To.カノンを奏でる君



 昨日、花音と直樹の推薦も無事終わり、やっと落ち着いた。

 花音と直樹は朝の静かな教室でまったりとする。


「やっと終わったわねー」

「うん」

「お疲れ様、ノンノン」

「直ちゃんもお疲れ様」

「今日はちゃんとタータンの所に行くわよね。

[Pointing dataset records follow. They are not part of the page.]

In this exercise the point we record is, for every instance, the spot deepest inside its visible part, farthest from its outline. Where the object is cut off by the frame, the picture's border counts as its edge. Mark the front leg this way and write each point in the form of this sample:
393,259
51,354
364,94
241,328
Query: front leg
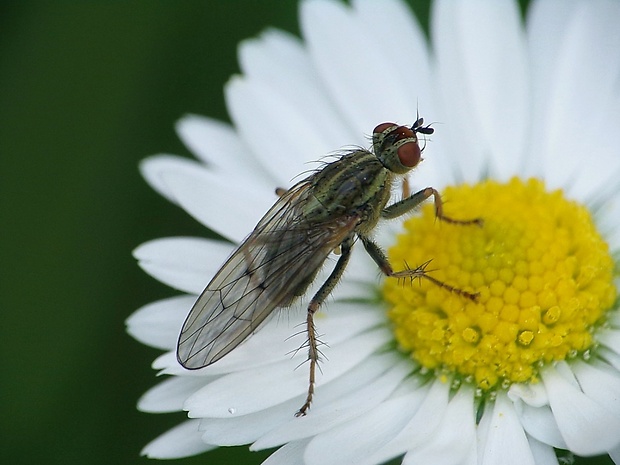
381,260
406,205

推薦も終わったし!」

「……行かないよ」


 祥多の話になり、和やかな雰囲気は一変した。

 直樹は意外そうな顔で花音を見つめる。


「先週、夜に顔出したの。祥ちゃんの傍にいるのはつらいって言った」


 直樹は「バカ!」と叫びそうになったが、ギリギリで抑えた。

 祥多を傷つけた事を言おうとしたが、花音もまた傷ついている事を思い何も言えなかった。


 直樹は唇を噛む。

 美香子さえ現れなければ、当然のように三人でいられたのにと苛立つ。


「おはよう、花音ちゃん。花園君」


 笑顔で挨拶して来る美香子を見、直樹の苛立ちは増す。

 彼女は今、当然のように祥多の傍にいるのだ。花音のいた場所に居座っている。


「おはよう、葉山さん。祥ちゃん、どう?」

「元気だけど」

「そっか。ありがと」


 花音は笑顔を美香子に向ける。美香子もまた、笑顔だ。

 花音に勝ったつもりでいるのだろう。


「失せて」


 直樹の殺気立った様子を見、美香子は怯んだ。


「何よ、挨拶しただけじゃない」


 ぶつくさ文句を言いながら、美香子は二人から離れていった。